For today is the great memorial day of the Transfiguration of the Lord, when He tried to put heart into his inner circle among the Apostles, Peter, John and James, before the terrible ordeal of his Passion and Death, and gave them an idea of the glory that our human forms (beyond death) can one day have. Today, we commemorate this moment, when Christ appeared to the terrified Apostles to be clothed in light itself. Whiter than white; the evangelists don't even know how to describe the light. The tradition of the Church draws our minds towards the episode in the book of Exodus when Moses, newly descended from the presence of God on the Mountain, has a face so bright that horns of light appear to be emanating from it:
"Moses came down, after this, from Mount Sinai, bearing with him the two tablets on which the law was written; and his face, although he did not know it, was all radiant after the meeting at which he had held speech with God. The sight of that radiance made Aaron and the sons of Israel shrink from all near approach to him." - Exodus, 34: 29-30
I fancy that those Apostles must also have had shiny faces for a while, before they descended to the plain. The ancient Hebrews had a vivid idea of God being clothed in white and the old Psalms must have been rocketing through the minds of the Apostles, even as they watched the figures of Moses and Elijah appear alongside for a quick conference. Take, for example, Psalm 103(104):
"Bless the Lord, my soul; O Lord my God, what magnificence is Thine! Glory and beauty are Thy clothing. The light is a garment Thou dost wrap about Thee, the heavens a curtain Thy hand unfolds." - Psalm 103: 1-2
But Peter said a strange thing, still overcome with wonder at the sight. He said that he would be pleased to build three tents, one for Christ, and two for the two figures in the vision. An interesting idea. The Jews had just been celebrating the festival of Sukkot, or booths, a harvest festival which remembers when the Hebrews were a mostly agricultural people and would camp in booths in the fields during the season, and also when the Hebrews were wanderers in the desert after being freed from Egypt and before the arrival in the Holy Land, so that they would be camping in booths in the wilderness. Peter may have been so entranced by the new revelation of Christ's majesty, that he may have wanted to keep that for longer, that it might remain with the Apostles for a while. Just as the ancient Hebrews had been permitted to retain he presence of God in a tent-like tabernacle in the wilderness. Perhaps Peter could house the figure dressed in light in a tent, together with the Hebrew celebrities, Moses and Elijah. If Christ wanted to strengthen the Apostles' faith before his mistreatment by the Sadducees and the scribes with this vision, the Apostles went overboard in their desire to defend the Man they had seen clothed with light. They would, even now, establish His royal dignity. The following episode in the Gospel of S. Luke is this:
"...He sent messengers before Him, who came into a Samaritan village, to make all in readiness.
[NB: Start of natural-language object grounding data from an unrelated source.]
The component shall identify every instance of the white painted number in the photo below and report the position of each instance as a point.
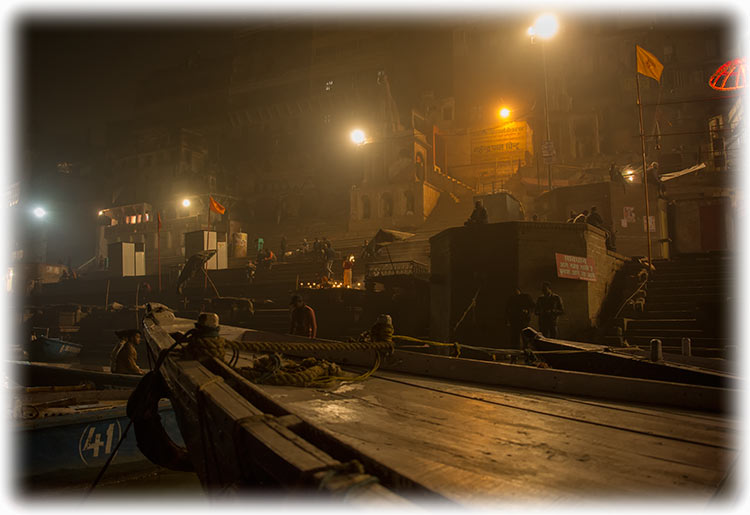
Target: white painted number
(91, 441)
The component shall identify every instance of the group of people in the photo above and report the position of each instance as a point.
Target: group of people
(520, 306)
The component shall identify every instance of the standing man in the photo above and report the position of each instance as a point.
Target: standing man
(282, 246)
(518, 315)
(302, 318)
(124, 357)
(330, 255)
(347, 266)
(548, 308)
(595, 218)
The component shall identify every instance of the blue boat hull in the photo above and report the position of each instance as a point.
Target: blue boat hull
(72, 448)
(53, 349)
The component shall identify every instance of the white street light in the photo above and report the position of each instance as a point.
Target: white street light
(358, 136)
(545, 26)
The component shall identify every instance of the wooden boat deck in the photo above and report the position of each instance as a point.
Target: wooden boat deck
(455, 440)
(469, 442)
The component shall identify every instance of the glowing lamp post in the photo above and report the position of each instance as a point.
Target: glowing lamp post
(545, 27)
(358, 136)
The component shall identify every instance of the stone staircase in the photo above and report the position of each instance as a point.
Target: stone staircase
(687, 297)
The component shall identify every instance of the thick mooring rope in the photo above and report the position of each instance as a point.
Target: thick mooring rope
(271, 369)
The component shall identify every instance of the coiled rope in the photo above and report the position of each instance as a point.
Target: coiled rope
(272, 369)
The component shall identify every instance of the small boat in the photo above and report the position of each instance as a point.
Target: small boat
(44, 348)
(626, 362)
(30, 373)
(64, 435)
(426, 427)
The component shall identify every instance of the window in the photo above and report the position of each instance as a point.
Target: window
(668, 53)
(365, 208)
(409, 198)
(386, 205)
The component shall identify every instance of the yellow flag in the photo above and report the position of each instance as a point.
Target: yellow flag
(648, 65)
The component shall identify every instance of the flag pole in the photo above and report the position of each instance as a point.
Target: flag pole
(208, 236)
(643, 154)
(158, 247)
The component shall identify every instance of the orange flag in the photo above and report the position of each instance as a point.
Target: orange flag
(648, 65)
(215, 206)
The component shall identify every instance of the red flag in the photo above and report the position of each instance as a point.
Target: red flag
(215, 206)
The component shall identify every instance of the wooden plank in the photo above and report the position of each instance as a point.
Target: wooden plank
(662, 423)
(315, 433)
(231, 441)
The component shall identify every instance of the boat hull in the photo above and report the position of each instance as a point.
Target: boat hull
(74, 448)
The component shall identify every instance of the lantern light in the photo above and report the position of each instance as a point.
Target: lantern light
(729, 76)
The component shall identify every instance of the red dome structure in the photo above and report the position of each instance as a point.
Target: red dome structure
(729, 76)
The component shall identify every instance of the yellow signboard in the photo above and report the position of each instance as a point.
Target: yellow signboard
(507, 143)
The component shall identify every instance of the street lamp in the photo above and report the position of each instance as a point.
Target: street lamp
(545, 27)
(358, 136)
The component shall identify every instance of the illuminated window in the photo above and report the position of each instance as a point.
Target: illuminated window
(365, 208)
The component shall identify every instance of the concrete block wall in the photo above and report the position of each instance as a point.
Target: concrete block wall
(497, 258)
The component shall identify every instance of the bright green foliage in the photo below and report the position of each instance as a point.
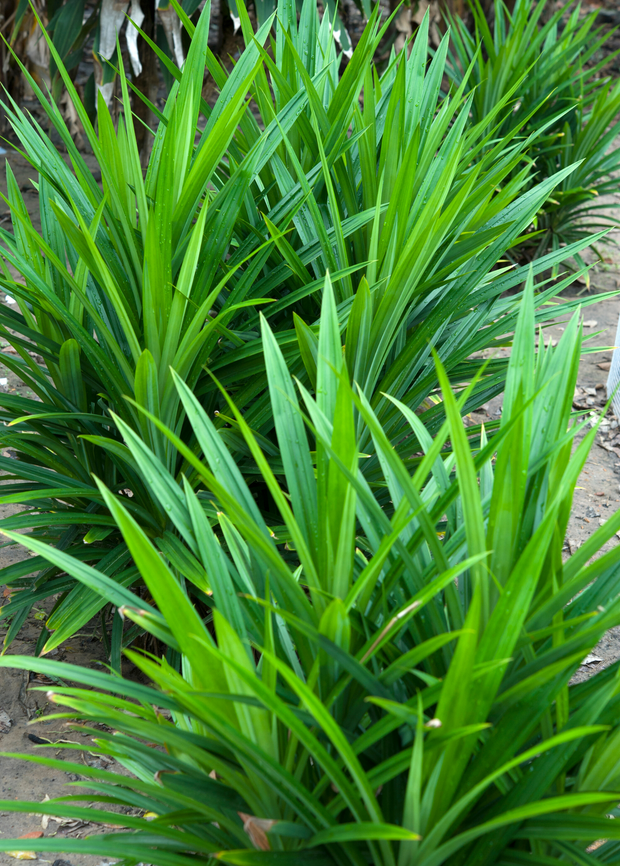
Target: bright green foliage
(545, 69)
(365, 684)
(410, 213)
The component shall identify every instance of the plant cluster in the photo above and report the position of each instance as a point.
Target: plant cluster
(407, 203)
(369, 683)
(560, 94)
(368, 630)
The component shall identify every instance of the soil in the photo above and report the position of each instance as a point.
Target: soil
(596, 499)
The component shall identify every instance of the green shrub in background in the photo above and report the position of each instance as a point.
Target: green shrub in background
(410, 213)
(366, 684)
(556, 89)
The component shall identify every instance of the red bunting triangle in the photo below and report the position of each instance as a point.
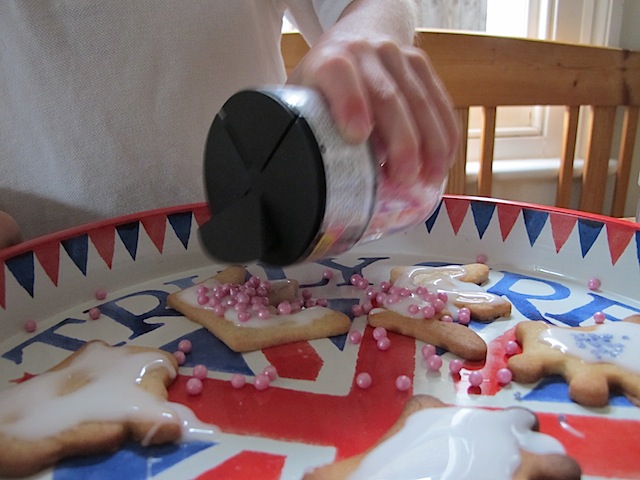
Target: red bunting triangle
(103, 238)
(48, 254)
(561, 227)
(156, 227)
(618, 237)
(507, 216)
(457, 210)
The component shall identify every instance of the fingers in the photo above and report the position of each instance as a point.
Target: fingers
(391, 94)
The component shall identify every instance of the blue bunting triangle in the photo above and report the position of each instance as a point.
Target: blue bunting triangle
(588, 231)
(181, 224)
(534, 221)
(78, 250)
(482, 214)
(129, 233)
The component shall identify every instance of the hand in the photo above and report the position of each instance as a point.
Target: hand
(9, 231)
(380, 89)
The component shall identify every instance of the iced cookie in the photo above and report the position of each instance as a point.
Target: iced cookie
(432, 440)
(255, 314)
(420, 298)
(90, 403)
(592, 359)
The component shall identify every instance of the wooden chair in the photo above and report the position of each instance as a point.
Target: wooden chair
(487, 72)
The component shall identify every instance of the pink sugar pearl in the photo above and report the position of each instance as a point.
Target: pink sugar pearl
(379, 332)
(194, 386)
(363, 380)
(262, 381)
(434, 363)
(384, 343)
(271, 372)
(185, 346)
(30, 326)
(504, 376)
(599, 317)
(403, 383)
(455, 366)
(355, 337)
(180, 357)
(594, 283)
(238, 380)
(200, 371)
(476, 378)
(428, 350)
(511, 347)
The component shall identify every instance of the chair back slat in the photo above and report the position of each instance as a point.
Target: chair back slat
(625, 158)
(567, 156)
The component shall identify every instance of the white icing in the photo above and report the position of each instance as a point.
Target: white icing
(108, 392)
(305, 316)
(440, 280)
(457, 444)
(612, 342)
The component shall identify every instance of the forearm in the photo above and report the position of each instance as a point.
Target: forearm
(395, 19)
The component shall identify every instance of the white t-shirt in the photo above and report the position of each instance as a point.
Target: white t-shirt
(105, 106)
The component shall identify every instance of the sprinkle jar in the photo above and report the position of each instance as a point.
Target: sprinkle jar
(283, 187)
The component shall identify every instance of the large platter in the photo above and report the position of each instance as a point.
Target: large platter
(541, 259)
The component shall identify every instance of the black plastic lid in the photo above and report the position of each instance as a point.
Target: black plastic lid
(265, 182)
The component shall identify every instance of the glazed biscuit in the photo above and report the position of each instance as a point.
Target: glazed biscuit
(461, 284)
(593, 360)
(271, 327)
(82, 407)
(552, 466)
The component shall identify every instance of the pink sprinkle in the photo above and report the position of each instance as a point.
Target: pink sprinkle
(363, 380)
(355, 337)
(262, 381)
(30, 326)
(185, 346)
(180, 357)
(238, 380)
(594, 283)
(384, 344)
(464, 316)
(476, 378)
(434, 363)
(511, 347)
(284, 308)
(428, 350)
(403, 383)
(455, 366)
(194, 386)
(271, 372)
(504, 376)
(200, 371)
(379, 332)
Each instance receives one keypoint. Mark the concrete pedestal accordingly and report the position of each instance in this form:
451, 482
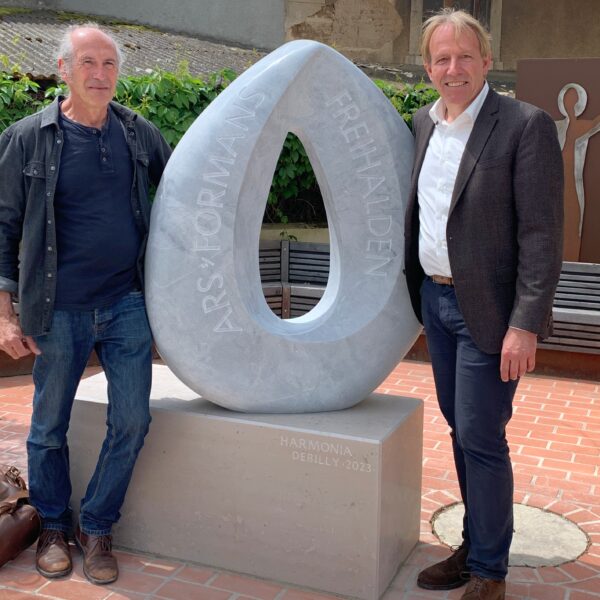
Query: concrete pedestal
329, 501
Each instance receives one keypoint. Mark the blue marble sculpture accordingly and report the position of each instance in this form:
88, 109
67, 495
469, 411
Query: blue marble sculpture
210, 320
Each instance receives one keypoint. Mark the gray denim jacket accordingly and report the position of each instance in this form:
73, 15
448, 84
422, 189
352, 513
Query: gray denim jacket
29, 162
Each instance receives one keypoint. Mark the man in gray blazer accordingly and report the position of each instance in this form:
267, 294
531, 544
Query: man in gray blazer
483, 257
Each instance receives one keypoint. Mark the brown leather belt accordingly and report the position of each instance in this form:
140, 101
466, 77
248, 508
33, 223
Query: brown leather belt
442, 280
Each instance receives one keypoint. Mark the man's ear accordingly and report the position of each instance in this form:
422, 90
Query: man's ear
62, 69
427, 68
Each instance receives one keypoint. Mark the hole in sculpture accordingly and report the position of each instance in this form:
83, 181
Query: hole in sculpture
294, 249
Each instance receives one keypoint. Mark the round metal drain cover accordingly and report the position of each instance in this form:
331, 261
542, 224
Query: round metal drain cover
541, 538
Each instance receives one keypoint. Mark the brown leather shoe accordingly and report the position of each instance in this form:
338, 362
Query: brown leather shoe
480, 588
447, 574
99, 564
53, 557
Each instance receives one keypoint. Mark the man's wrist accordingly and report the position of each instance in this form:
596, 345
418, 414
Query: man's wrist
6, 305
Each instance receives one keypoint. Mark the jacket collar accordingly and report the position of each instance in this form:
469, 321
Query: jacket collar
486, 120
51, 115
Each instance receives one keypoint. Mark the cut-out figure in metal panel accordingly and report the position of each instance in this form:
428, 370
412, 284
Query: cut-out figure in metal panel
573, 135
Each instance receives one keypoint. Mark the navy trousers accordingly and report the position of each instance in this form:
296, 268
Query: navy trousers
477, 405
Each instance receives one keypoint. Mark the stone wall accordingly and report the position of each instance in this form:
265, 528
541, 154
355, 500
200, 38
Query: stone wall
253, 23
365, 30
542, 29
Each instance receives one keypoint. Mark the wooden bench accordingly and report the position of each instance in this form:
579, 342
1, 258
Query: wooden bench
576, 309
293, 275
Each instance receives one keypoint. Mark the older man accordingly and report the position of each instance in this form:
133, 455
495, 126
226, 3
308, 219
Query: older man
483, 257
74, 217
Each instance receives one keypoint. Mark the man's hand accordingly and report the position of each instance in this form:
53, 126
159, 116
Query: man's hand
518, 353
12, 340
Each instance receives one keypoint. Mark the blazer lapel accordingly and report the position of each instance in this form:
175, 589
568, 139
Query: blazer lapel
422, 141
485, 122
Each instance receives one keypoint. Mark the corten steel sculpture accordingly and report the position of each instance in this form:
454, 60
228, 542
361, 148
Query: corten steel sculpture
574, 134
208, 314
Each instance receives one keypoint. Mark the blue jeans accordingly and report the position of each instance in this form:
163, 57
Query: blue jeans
121, 336
477, 405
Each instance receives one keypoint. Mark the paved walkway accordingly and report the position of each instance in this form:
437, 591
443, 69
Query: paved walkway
555, 445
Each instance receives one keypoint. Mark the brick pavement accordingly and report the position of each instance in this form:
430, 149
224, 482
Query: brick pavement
555, 445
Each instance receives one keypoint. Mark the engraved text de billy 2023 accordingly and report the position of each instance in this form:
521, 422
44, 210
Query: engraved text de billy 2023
208, 217
323, 453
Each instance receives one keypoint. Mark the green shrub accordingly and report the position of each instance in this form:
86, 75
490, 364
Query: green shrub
172, 101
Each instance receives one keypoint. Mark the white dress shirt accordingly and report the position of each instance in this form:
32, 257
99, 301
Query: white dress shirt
436, 181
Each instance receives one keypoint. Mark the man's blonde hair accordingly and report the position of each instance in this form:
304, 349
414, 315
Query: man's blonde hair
460, 20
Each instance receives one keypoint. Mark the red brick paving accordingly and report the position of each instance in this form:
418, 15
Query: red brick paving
555, 446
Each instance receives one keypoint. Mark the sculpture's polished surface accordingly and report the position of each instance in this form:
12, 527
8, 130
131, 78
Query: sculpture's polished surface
208, 314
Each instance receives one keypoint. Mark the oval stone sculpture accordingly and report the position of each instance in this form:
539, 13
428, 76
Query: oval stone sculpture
209, 317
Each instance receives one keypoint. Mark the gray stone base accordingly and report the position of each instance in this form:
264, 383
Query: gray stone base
329, 501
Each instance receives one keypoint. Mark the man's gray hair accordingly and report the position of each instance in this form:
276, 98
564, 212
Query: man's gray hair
460, 20
65, 49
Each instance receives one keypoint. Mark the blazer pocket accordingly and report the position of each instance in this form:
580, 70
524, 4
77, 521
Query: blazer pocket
506, 275
494, 163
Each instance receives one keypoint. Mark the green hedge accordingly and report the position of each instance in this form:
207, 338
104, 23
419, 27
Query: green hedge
172, 101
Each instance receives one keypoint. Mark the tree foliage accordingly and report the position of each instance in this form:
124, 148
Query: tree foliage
172, 101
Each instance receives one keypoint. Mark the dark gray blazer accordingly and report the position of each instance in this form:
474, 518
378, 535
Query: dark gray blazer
504, 228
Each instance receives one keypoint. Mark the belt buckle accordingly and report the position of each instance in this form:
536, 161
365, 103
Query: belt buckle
442, 280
But the Samaritans refused to receive Him, because His journey was in the direction of Jerusalem. When they found this, two of His disciples, James and John, asked Him, 'Lord, wouldst Thou have us bid fire come down from heaven, and consume them?' But He turned and rebuked them, 'You do not understand,' He said, 'what spirit it is you share.'" - Gospel of S. Luke, 9: 52-55
Only just recently, at Caesarea Philippi, Peter had declared for the first time that Christ was the Son of the living God, and been made the foundation of the Church by Christ. Immediately, He had sought to dissuade Christ from sacrificing Himself in Jerusalem. That was no way to go for a Jewish Messiah:
"...Simon Peter answered, 'Thou art the Christ, the Son of the living God.' And Jesus answered him, 'Blessed art thou, Simon son of Jona; it is not flesh and blood, it is My Father in heaven that has revealed this to thee. And I tell thee this in My turn, that thou art Peter, and it is upon this rock that I will build My Church; and the gates of hell shall not prevail against it; and I will give to thee the keys of the kingdom of heaven; and whatever thou shalt bind on earth shall be bound in heaven; and whatever thou shalt loose on earth shall be loosed in heaven.' Then He strictly forbade them to tell any man that He, Jesus, was the Christ. From that time onwards Jesus began to make it known to His disciples that He must go up to Jerusalem, and there, with much ill usage from the chief priests and elders and scribes, must be put to death, and rise again on the third day. Whereupon Peter, drawing Him to his side, began remonstrating with Him; 'Never, Lord,' he said; 'no such thing shall befall Thee.' At which He turned round and said to Peter, 'Back, Satan; thou art a stone in my path; for these thoughts of thine are man’s, not God’s.'" - Gospel of S. Matthew, 16: 16-23
All of this is connected, you see. Christ shows His followers glimpses of who He is, and seemingly paradoxically tells them that he has to go up to a massive self-sacrifice in Jerusalem. And they cannot see the connection with the Passover; they cannot see that the Messiah was to be not a great military leader and political redeemer of His people, but a sacrificial Lamb and spiritual redeemer of the world. They would see this after the resurrection, and only then would they be permitted to tell the story of the Transfiguration.